Following a difficult watch last week where former Premier League striker Chris Sutton spoke on BBC Breakfast about the recent loss of his father to dementia, both FifPro and the Professional Footballers Association (PFA) announced this week that they have written to football lawmakers International Football Association Board (IFAB) requesting implementing temporary concussion substitutes. With the Football Association (FA) having introduced permanent concussion substitutes across both the men’s and women’s game in February of this year, there are still aspects of this new ruling that does not sit right.

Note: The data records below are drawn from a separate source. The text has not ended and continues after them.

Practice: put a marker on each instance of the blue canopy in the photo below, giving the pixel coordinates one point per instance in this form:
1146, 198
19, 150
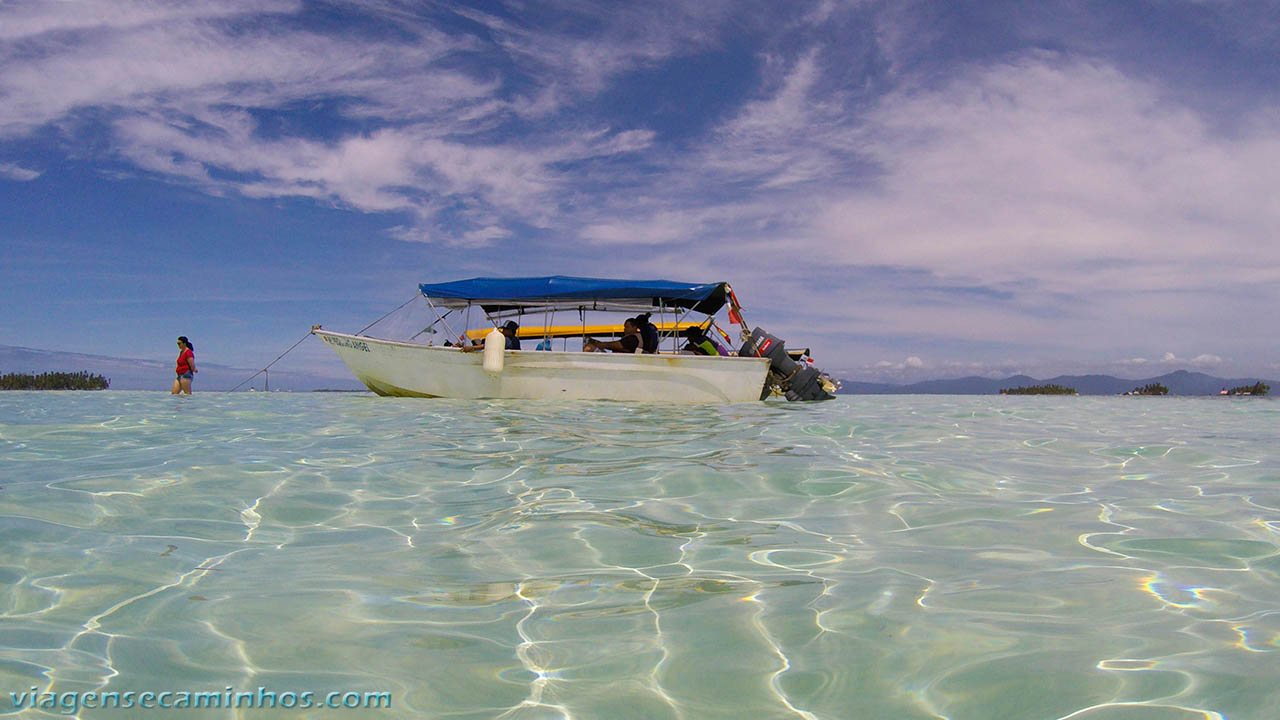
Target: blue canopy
498, 294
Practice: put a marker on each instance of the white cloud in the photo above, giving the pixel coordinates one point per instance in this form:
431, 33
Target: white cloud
1065, 173
17, 172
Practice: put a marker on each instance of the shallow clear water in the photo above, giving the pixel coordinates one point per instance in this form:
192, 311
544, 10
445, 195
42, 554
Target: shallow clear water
874, 556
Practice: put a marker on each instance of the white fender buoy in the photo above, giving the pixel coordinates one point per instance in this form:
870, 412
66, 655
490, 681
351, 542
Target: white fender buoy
494, 345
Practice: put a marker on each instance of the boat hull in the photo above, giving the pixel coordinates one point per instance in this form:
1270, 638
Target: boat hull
414, 370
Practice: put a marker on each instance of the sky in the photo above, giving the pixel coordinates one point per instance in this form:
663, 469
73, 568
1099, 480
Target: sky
912, 188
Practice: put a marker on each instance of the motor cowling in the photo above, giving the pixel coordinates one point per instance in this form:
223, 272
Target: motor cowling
796, 381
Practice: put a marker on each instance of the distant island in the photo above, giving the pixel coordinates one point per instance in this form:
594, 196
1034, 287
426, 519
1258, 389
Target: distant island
1257, 388
54, 381
1040, 390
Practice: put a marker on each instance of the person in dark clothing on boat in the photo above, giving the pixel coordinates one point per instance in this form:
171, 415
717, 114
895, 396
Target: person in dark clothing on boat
629, 342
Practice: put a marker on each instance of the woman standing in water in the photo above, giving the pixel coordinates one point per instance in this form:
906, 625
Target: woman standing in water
186, 367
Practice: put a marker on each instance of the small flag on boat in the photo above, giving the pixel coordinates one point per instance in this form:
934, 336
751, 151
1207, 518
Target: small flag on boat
734, 315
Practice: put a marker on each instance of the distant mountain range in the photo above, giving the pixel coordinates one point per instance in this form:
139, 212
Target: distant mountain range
151, 374
1180, 382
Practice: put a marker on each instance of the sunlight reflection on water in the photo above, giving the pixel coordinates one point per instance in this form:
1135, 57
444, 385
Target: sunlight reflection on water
874, 556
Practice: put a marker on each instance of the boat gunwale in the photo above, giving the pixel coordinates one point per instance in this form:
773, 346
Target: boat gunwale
594, 356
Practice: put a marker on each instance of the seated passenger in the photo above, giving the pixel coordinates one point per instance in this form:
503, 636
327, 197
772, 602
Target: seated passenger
629, 342
648, 333
698, 342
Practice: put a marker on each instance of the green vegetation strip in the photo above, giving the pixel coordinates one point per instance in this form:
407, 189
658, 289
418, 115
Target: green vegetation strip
53, 381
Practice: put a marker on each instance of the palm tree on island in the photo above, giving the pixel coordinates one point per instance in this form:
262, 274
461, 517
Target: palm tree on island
1040, 390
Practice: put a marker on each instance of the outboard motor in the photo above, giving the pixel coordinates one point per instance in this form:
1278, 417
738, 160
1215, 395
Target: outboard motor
798, 381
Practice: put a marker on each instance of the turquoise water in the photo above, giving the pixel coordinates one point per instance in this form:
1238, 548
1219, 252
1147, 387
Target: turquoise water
873, 556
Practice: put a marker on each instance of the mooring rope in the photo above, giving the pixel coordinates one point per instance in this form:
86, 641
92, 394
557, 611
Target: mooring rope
388, 315
272, 363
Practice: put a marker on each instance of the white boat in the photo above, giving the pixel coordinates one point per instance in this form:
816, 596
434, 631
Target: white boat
397, 368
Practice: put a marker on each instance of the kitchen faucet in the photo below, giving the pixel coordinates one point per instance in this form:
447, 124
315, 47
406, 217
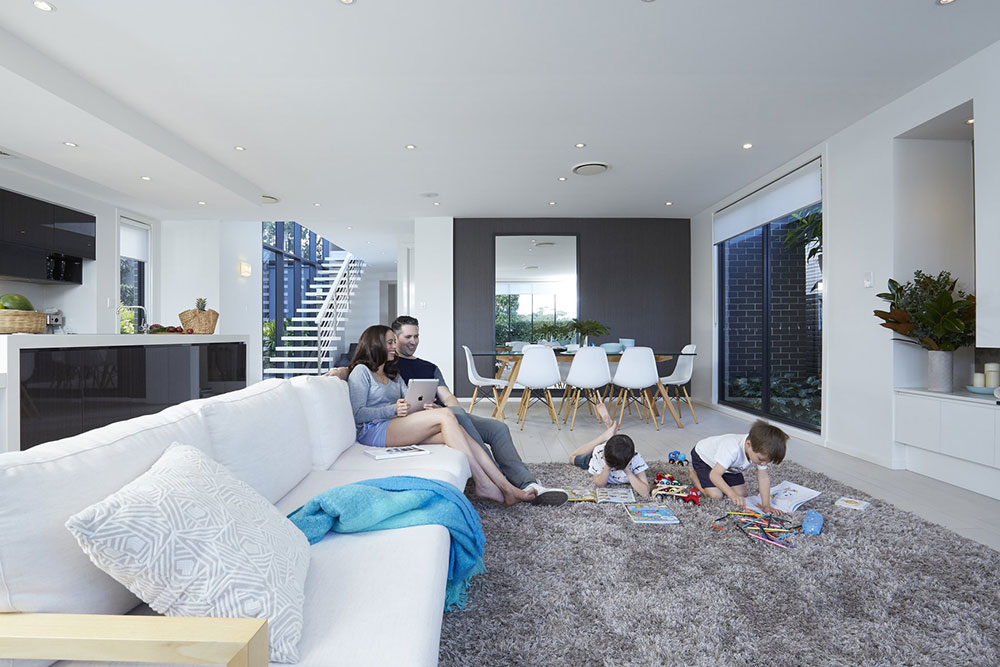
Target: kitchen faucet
143, 327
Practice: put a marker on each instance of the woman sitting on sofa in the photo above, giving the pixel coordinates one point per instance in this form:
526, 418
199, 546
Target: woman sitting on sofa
383, 417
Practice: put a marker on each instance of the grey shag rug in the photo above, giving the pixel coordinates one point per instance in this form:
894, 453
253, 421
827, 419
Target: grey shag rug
581, 584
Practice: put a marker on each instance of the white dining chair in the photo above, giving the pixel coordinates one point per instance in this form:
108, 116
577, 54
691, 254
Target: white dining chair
538, 372
588, 374
679, 378
635, 374
478, 381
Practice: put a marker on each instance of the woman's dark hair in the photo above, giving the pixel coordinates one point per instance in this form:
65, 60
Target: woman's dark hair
619, 451
371, 351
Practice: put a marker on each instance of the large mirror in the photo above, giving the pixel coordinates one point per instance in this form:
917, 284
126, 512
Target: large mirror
536, 288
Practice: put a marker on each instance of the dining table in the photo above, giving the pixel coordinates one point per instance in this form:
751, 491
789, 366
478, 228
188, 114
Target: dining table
512, 358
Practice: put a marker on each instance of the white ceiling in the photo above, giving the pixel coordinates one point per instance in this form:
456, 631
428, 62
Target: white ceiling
494, 94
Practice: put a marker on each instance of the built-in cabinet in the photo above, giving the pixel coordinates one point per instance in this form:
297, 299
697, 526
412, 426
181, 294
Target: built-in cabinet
961, 429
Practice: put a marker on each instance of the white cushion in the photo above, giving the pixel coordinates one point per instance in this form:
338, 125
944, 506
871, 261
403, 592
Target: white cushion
260, 435
329, 418
41, 567
190, 539
347, 618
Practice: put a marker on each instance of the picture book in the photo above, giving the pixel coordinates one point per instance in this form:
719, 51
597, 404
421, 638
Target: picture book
786, 497
581, 495
381, 453
615, 494
852, 503
650, 514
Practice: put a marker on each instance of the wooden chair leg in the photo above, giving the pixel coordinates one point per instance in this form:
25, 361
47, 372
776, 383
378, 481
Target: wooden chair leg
690, 405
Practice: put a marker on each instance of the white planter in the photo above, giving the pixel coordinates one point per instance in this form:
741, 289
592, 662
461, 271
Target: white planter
939, 371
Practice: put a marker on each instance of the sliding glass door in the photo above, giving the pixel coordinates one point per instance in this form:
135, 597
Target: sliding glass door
770, 318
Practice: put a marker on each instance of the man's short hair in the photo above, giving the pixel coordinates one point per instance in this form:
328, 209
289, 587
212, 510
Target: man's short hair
402, 321
769, 440
618, 451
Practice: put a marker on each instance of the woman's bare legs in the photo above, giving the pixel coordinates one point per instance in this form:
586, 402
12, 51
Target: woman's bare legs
612, 428
436, 426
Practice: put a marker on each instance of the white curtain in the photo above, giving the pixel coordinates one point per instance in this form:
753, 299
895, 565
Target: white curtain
777, 199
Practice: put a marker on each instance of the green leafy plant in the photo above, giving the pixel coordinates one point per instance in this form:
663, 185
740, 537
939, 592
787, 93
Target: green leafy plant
931, 311
589, 328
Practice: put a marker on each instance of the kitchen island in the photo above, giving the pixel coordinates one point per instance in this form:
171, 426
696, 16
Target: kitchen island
55, 386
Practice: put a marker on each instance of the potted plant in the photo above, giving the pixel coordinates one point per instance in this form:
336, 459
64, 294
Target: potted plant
931, 312
587, 328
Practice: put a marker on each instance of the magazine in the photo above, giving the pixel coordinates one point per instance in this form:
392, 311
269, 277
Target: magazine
615, 494
786, 497
650, 514
581, 495
380, 453
852, 503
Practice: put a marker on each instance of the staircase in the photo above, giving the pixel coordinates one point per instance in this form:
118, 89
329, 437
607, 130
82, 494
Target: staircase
310, 344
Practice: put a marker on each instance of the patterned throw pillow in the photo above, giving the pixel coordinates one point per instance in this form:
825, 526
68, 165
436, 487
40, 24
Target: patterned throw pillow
189, 539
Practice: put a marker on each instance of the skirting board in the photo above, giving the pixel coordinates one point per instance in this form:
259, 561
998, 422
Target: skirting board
965, 474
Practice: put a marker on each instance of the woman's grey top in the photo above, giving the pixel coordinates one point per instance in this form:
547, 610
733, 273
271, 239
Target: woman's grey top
371, 400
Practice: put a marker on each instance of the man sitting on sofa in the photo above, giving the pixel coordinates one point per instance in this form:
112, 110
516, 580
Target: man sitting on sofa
482, 429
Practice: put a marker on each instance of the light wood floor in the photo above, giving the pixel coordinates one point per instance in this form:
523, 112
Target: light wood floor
969, 514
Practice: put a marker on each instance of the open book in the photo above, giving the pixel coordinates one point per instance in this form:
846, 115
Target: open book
650, 514
786, 497
607, 494
380, 453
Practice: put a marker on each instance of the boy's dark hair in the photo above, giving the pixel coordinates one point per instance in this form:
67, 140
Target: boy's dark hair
769, 440
401, 321
618, 451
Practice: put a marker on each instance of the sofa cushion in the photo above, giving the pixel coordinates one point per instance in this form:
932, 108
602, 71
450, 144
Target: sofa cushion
329, 418
260, 435
190, 539
41, 567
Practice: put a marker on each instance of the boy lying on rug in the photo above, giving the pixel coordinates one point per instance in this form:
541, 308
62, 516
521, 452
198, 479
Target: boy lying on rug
611, 458
718, 462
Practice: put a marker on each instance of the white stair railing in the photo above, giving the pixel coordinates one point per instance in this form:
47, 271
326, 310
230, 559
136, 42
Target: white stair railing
335, 307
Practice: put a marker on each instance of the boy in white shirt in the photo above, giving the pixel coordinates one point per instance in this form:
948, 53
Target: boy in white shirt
717, 463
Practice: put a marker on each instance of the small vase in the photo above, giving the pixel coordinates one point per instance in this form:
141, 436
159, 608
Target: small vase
939, 371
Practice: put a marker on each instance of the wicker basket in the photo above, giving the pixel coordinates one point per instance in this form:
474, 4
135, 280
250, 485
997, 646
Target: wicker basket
199, 321
21, 321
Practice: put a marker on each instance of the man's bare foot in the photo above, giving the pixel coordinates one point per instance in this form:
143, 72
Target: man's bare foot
490, 493
515, 495
602, 412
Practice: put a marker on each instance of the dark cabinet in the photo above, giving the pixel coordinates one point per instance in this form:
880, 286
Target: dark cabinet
66, 391
42, 241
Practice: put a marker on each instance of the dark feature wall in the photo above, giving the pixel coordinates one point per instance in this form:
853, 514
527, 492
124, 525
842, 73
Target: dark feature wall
634, 275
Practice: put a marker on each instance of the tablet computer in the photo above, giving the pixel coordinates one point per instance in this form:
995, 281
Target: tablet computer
420, 392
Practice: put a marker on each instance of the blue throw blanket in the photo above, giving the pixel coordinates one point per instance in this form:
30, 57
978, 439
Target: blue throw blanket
398, 502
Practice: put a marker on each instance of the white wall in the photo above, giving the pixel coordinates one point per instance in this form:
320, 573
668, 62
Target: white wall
860, 236
434, 292
92, 306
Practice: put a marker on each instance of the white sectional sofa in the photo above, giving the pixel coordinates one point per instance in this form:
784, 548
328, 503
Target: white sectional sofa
370, 598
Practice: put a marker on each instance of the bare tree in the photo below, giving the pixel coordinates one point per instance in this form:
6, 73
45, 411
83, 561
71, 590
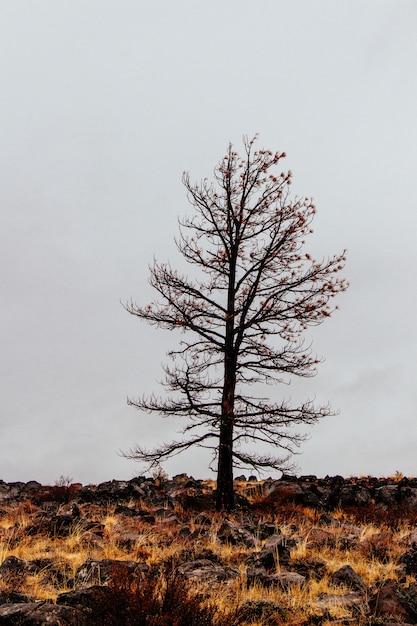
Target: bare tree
243, 320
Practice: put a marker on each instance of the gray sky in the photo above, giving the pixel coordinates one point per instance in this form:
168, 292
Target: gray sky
103, 105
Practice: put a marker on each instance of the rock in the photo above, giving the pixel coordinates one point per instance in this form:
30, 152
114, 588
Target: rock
311, 569
284, 580
377, 546
83, 598
392, 601
349, 600
275, 552
99, 571
204, 570
347, 576
409, 559
261, 611
284, 492
40, 614
12, 569
317, 537
12, 597
235, 535
266, 529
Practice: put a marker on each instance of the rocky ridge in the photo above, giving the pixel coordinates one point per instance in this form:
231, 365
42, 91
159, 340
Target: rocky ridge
274, 536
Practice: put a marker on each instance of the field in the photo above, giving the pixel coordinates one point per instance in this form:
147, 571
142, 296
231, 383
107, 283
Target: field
272, 561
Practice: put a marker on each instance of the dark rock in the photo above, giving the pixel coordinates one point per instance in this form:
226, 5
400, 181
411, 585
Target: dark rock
275, 552
311, 569
266, 529
83, 598
284, 580
409, 559
347, 576
12, 568
204, 570
99, 571
263, 611
235, 535
12, 597
40, 614
393, 601
317, 537
352, 600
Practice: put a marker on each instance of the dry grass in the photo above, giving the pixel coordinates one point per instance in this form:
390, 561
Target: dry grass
372, 549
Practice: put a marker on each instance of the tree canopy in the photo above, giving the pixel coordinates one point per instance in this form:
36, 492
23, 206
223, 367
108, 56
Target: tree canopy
242, 321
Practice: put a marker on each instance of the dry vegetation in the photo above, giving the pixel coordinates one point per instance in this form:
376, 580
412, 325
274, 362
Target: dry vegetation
371, 542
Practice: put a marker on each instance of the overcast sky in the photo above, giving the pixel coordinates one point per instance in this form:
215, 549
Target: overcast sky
103, 105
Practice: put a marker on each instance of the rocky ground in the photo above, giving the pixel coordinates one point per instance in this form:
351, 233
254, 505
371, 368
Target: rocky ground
152, 551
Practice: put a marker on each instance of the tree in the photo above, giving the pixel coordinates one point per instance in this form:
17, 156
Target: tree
243, 320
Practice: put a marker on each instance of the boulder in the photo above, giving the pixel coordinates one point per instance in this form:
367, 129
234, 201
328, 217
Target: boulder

Given the ever-increasing reports of former footballers suffering the negative consequences linked with concussion, as well as serious cases of head injury commonplace in today’s game, it is surprising that governing bodies are most interested in preventing the exploitation of new laws rather than player safety. The current laws allow each team two permanent concussion substitutes in addition to their three regular substitutes. There are two problems here. If a concussion substitute is permanent as it currently is, teams become reluctant to use this, as we have seen with West Ham’s Issa Diop and Sheffield United’s George Baldock, who were both allowed to continue playing before later being substituted.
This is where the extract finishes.